Education

Croke Park Hours

March 24, 2026|5:30 PM - 6:30 PM Ireland Time

Ireland's post-primary teachers are navigating fractured obligations on extra non-teaching hours as unions split over concessions linked to Leaving Certificate overhaul, risking inconsistent workloads and school-level tensions in 2025/2026.

Key takeaways

  • In mid-2025, the TUI accepted a deal rebalancing Croke Park Hours—reducing whole-school commitments from 23 to 19 hours while increasing teacher-led discretionary hours from 10 to 14—to free capacity for Senior Cycle Redevelopment implementation, but the ASTI rejected it and remains on pre-existing rules.
  • Teachers in the same schools now operate under different Croke Park Hours regimes depending on union membership, with a October 7, 2025 declaration deadline passed requiring forms to clarify which circular (CL0068/2025 or earlier ones) applies, potentially complicating timetabling, planning, and equity.
  • The change trades short-term workload relief for some against ongoing union resistance to 'austerity-era' extra hours, while schools must schedule additional whole-school activities for non-accepting teachers, highlighting persistent friction over reform resourcing versus teacher conditions.

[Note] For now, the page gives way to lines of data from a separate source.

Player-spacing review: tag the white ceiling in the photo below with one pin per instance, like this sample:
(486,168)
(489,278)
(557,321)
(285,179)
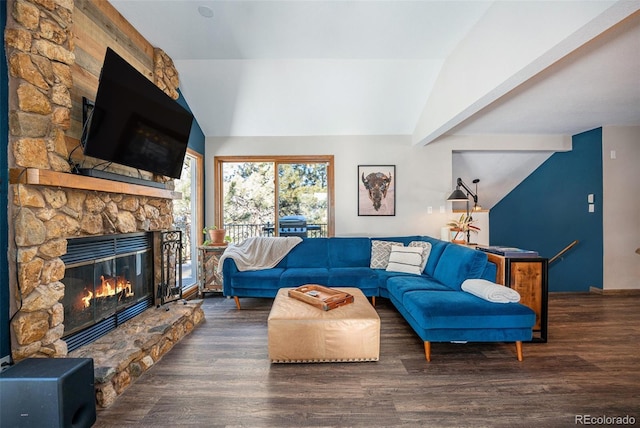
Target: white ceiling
(422,68)
(369,67)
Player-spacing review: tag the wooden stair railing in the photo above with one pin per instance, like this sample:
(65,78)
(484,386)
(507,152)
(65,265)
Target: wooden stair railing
(561,253)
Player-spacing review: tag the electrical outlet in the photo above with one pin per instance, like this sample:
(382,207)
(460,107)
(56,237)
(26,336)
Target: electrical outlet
(5,363)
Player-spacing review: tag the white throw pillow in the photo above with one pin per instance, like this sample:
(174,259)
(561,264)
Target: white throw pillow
(405,259)
(380,251)
(426,250)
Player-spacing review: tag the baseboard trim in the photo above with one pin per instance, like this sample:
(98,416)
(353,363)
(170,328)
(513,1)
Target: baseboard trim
(615,292)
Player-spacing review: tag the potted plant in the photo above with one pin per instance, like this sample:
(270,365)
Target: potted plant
(461,228)
(216,236)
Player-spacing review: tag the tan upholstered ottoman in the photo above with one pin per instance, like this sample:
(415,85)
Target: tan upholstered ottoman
(301,333)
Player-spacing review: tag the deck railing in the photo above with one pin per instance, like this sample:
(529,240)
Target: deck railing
(238,232)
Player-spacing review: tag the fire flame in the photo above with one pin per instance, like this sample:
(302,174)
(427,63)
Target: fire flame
(109,286)
(86,300)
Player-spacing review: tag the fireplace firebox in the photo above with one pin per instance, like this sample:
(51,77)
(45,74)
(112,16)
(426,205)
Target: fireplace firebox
(108,280)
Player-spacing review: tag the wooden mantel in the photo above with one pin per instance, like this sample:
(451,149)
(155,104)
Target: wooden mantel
(45,177)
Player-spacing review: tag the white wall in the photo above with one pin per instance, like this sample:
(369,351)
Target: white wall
(621,206)
(423,174)
(423,177)
(472,78)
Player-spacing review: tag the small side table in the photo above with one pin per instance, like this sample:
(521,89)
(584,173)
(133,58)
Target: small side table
(208,260)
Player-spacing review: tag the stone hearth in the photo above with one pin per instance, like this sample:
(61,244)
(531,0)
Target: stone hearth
(121,356)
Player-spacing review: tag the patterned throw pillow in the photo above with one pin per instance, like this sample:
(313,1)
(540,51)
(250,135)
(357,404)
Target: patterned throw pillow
(426,246)
(380,251)
(405,259)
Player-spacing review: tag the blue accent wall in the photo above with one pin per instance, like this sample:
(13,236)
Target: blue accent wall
(196,138)
(5,348)
(549,210)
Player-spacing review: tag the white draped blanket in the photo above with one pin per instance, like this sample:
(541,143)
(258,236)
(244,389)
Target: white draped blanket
(490,291)
(259,252)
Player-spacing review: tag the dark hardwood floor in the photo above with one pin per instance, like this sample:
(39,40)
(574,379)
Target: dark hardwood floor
(220,376)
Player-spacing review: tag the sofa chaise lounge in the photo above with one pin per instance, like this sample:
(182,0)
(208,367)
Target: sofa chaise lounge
(430,298)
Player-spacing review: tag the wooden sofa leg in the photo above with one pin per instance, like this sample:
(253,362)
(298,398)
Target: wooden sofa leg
(519,350)
(427,350)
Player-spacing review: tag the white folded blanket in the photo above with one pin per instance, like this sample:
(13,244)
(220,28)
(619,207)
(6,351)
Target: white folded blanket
(490,291)
(259,252)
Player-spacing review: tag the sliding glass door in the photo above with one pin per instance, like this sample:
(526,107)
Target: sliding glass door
(279,196)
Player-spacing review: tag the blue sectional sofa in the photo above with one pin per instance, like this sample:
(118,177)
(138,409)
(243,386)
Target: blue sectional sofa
(432,302)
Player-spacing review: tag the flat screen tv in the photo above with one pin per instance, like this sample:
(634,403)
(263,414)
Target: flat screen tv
(134,123)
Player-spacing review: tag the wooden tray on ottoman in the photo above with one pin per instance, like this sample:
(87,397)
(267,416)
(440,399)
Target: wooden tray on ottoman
(321,297)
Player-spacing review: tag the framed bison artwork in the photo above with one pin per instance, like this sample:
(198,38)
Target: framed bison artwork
(376,190)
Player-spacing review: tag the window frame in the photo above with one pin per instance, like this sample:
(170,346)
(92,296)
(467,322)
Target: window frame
(218,162)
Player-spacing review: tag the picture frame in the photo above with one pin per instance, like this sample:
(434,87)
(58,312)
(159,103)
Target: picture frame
(376,190)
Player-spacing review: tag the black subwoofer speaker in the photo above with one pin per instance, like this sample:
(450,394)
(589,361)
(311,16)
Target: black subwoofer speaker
(48,392)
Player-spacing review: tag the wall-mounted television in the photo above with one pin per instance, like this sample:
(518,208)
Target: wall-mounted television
(134,123)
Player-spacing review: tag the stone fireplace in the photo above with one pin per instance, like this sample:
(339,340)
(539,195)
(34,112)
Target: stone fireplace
(108,280)
(49,207)
(54,49)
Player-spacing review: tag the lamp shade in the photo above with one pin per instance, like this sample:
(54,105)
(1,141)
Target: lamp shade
(458,195)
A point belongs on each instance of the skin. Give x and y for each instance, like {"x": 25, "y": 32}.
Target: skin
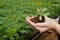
{"x": 42, "y": 27}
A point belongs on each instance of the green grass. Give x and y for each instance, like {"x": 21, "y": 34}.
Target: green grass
{"x": 12, "y": 17}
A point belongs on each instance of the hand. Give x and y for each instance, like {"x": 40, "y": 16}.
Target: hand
{"x": 48, "y": 24}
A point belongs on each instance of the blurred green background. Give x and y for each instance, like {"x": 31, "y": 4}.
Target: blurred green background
{"x": 13, "y": 13}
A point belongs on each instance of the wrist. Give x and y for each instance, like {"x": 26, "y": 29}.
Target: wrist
{"x": 56, "y": 26}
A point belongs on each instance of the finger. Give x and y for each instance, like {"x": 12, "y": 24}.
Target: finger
{"x": 41, "y": 29}
{"x": 41, "y": 24}
{"x": 31, "y": 23}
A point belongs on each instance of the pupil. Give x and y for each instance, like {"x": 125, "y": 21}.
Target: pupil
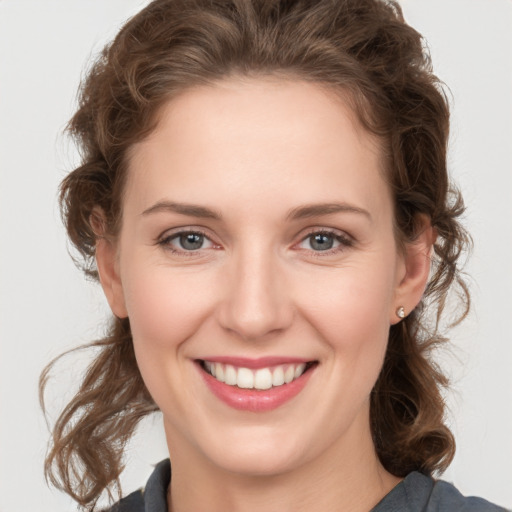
{"x": 191, "y": 241}
{"x": 322, "y": 242}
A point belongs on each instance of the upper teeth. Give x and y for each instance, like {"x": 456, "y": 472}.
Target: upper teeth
{"x": 263, "y": 378}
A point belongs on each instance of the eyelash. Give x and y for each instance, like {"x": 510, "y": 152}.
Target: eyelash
{"x": 343, "y": 240}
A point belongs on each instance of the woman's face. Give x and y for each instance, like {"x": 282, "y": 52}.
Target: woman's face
{"x": 257, "y": 243}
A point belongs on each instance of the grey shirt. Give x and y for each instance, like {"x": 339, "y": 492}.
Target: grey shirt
{"x": 416, "y": 493}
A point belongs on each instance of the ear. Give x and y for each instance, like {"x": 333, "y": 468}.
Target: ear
{"x": 414, "y": 269}
{"x": 107, "y": 262}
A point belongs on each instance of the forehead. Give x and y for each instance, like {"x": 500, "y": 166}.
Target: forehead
{"x": 255, "y": 138}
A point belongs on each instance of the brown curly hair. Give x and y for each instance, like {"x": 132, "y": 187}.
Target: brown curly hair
{"x": 362, "y": 48}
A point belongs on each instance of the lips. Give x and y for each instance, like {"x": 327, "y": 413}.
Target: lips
{"x": 255, "y": 385}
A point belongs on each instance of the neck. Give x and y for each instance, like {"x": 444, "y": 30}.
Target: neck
{"x": 347, "y": 476}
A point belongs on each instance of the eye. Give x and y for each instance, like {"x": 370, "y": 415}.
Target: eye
{"x": 325, "y": 241}
{"x": 186, "y": 241}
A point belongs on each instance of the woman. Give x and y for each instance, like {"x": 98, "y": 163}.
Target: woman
{"x": 264, "y": 198}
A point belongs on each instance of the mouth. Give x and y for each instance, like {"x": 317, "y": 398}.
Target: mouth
{"x": 255, "y": 385}
{"x": 260, "y": 379}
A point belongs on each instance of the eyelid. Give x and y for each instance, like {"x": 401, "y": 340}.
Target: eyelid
{"x": 173, "y": 233}
{"x": 345, "y": 240}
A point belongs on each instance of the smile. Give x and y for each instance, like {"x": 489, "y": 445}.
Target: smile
{"x": 256, "y": 386}
{"x": 262, "y": 378}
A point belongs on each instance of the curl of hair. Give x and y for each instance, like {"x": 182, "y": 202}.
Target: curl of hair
{"x": 361, "y": 48}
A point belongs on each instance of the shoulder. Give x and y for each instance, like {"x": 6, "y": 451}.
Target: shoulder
{"x": 418, "y": 492}
{"x": 153, "y": 498}
{"x": 134, "y": 502}
{"x": 446, "y": 497}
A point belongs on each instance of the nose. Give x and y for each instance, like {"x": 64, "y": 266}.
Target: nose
{"x": 256, "y": 302}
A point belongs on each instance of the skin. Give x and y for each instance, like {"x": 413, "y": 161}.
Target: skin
{"x": 254, "y": 151}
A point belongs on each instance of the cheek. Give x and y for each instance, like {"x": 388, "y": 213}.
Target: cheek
{"x": 350, "y": 309}
{"x": 165, "y": 307}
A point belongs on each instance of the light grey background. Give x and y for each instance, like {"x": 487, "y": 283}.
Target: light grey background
{"x": 47, "y": 307}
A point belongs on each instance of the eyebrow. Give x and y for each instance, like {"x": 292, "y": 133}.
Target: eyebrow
{"x": 317, "y": 210}
{"x": 192, "y": 210}
{"x": 301, "y": 212}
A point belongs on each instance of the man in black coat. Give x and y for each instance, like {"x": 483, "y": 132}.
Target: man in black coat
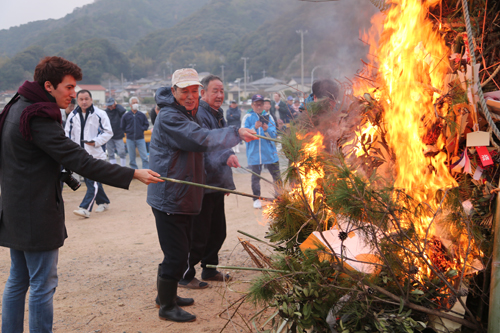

Fractured Hours in Irish Schools

Croke Park Hours originated in the 2010 public service agreement during Ireland's financial crisis austerity measures. Secondary teachers (post-primary) commit to 33 additional hours annually beyond their standard teaching timetable and 167 pupil days. These cover staff meetings, parent-teacher sessions, school planning, CPD, and supervision—tasks not reducing core class contact time. Reforms later allowed up to 10 discretionary hours for individual or small-group planning, approved by management.

In 2025, Senior Cycle Redevelopment—phased changes to the Leaving Certificate including new subject specifications starting with tranche 1 in autumn 2025—prompted negotiations. The Department of Education offered support measures, including an interim rebalancing of Croke Park Hours for accepting unions: whole-school activities drop to 19 hours, teacher-led flexible time rises to 14 hours on a 'high trust' basis. This aims to give teachers more capacity for preparing and delivering reformed curricula without extra overall burden.

The TUI ballot accepted the package in May 2025, triggering Circular 0068/2025. The ASTI did not, so its members stay under prior circulars (e.g. 0045/2016, 0048/2017). Teachers had to declare by October 7, 2025 which regime applies; non-return defaults to old rules. This creates dual systems within schools: some teachers attend fewer mandatory whole-school events but handle more self-directed reform work, others stick to traditional allocations.

The stakes involve workload equity and burnout risk—teachers already cite Croke Park Hours as unproductive or punitive amid high class-contact time and teacher shortages. Schools face administrative headaches scheduling activities that satisfy both groups, potentially adding four extra whole-school hours for rejectors. Broader tensions persist: unions long sought abolition of these 'austerity relic' hours (motions passed at ASTI congresses), yet concessions tied to curriculum change highlight trade-offs between modernising education and protecting conditions. Inaction risks uneven reform rollout, student experience inconsistencies, and further industrial friction in a sector struggling with retention.